La rousse chevelure de Celennia retombant sur ses épaules dégoulinait. La pluie qui tombait fort avait rendu le chemin jusqu'au Temple boueux, et le cheval d'un cavalier fort pressé n'avait pas oublié de projeter sur elle quelques trainées d'immondices terreuses. Le soir n'était pas encore à son heure, mais les épais nuages sombres ternisaient le peu de lumière qui les traversait. Dans la vallée, à quelques lieues, une forte tension se fit sentir. L'éclair qui avait jaillit frémissait de férocité, et Celennia ressentit un frisson en le regardant. Elle savait que cette démonstration de puissance était un avertissement fait aux habitants de ce monde. Les dieux leurs rappelaient ainsi qu'il n'était pas permis de les défier. A l'approche du Temple, elle se demandait quels présages ils lui réservait.
Celennia savait qu'elle offensait les dieux depuis quelques années.
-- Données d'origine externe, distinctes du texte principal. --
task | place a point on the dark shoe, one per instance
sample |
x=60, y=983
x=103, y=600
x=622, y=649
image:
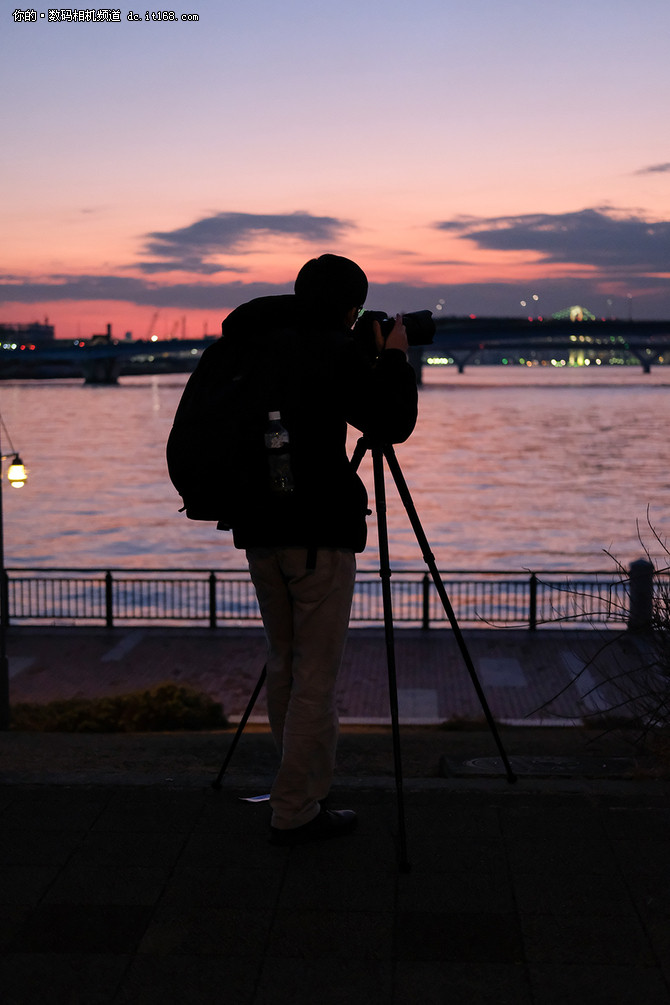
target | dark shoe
x=328, y=823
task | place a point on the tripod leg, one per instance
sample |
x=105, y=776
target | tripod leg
x=240, y=729
x=429, y=559
x=385, y=573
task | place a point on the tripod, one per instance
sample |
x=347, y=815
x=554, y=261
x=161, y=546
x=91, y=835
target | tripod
x=380, y=451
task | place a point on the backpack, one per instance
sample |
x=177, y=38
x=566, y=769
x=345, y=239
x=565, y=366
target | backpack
x=215, y=451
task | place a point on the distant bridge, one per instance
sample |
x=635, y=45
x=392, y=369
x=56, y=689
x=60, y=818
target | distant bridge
x=463, y=339
x=101, y=360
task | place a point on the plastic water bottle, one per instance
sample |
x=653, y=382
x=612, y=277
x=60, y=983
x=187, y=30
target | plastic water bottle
x=278, y=455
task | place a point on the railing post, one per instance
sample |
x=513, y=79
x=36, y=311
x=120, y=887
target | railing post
x=425, y=618
x=212, y=600
x=640, y=613
x=532, y=613
x=108, y=600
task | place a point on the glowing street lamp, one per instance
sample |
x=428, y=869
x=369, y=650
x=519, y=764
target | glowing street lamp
x=16, y=474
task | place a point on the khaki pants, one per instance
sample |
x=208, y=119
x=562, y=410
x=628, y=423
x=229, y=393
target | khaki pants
x=305, y=614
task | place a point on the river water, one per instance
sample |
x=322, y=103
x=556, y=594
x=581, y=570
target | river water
x=509, y=468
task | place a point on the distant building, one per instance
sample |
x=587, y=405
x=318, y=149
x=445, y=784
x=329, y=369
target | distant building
x=33, y=333
x=574, y=314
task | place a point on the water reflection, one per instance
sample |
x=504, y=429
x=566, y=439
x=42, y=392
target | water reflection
x=507, y=468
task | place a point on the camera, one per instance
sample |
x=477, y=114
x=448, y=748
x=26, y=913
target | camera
x=419, y=326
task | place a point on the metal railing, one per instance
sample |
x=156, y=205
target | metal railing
x=121, y=597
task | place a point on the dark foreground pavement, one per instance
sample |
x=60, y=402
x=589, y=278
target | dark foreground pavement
x=157, y=889
x=128, y=878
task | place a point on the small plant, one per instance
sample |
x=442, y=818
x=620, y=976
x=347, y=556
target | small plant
x=631, y=670
x=164, y=708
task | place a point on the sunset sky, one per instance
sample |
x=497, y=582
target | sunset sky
x=467, y=153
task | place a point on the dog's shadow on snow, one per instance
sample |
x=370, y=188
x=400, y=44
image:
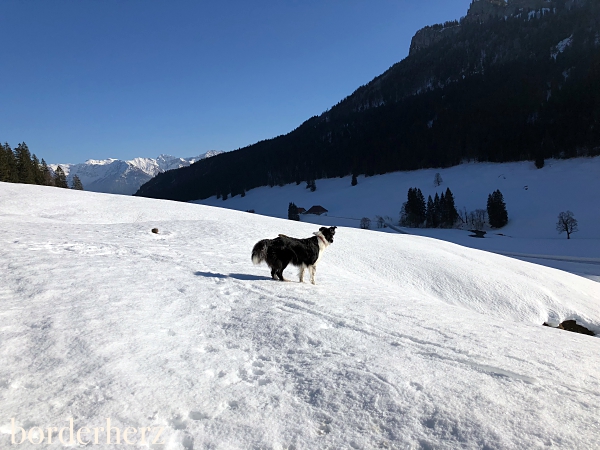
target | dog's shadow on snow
x=237, y=276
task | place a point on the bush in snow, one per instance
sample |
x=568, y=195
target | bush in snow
x=566, y=222
x=496, y=209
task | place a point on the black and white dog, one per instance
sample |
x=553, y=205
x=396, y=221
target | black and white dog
x=303, y=253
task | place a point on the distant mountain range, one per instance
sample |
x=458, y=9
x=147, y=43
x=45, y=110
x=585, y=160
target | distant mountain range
x=115, y=176
x=512, y=80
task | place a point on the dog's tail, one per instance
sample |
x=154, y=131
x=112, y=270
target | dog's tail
x=259, y=252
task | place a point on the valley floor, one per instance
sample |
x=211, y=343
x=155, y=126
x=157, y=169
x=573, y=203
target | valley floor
x=534, y=197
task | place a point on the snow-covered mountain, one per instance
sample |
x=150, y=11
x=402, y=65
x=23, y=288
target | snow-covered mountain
x=405, y=341
x=115, y=176
x=534, y=198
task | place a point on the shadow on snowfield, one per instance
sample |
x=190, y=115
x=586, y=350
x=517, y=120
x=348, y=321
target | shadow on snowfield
x=237, y=276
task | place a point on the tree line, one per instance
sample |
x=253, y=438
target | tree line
x=490, y=92
x=440, y=211
x=19, y=165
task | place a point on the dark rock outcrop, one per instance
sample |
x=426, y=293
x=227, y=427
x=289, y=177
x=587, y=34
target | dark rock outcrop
x=571, y=325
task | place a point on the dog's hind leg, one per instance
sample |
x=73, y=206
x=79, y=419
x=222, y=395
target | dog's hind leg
x=312, y=270
x=280, y=272
x=274, y=273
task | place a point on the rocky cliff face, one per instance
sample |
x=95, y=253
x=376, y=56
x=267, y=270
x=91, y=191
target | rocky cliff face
x=479, y=11
x=431, y=35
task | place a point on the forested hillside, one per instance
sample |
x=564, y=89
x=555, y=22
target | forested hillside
x=503, y=85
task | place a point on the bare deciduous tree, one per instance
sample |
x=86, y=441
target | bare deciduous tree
x=566, y=222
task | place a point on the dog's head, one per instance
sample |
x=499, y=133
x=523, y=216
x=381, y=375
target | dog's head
x=328, y=233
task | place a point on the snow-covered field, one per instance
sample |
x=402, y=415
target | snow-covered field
x=405, y=341
x=533, y=198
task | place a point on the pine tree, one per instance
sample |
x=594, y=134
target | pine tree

Elle avait décidé de ne plus croire en eux, elle avait décidé de les abandonner, comme eux avaient abandonné son pays. Jusqu 'à maintenant cela lui avait bien réussi, même si sur son visage la dureté se faisait de plus en plus visible. Au fil du temps, bien que la justice fut toujours de rigueur, la compassion finnissait par être oublié. Depuis combien de temps ne temps ne l'avait-on pas entendu rire... Les dieux nous apportent bien plus que ce que l'on veut voir, une âme, et Celennia ne l'avait pas encore compris.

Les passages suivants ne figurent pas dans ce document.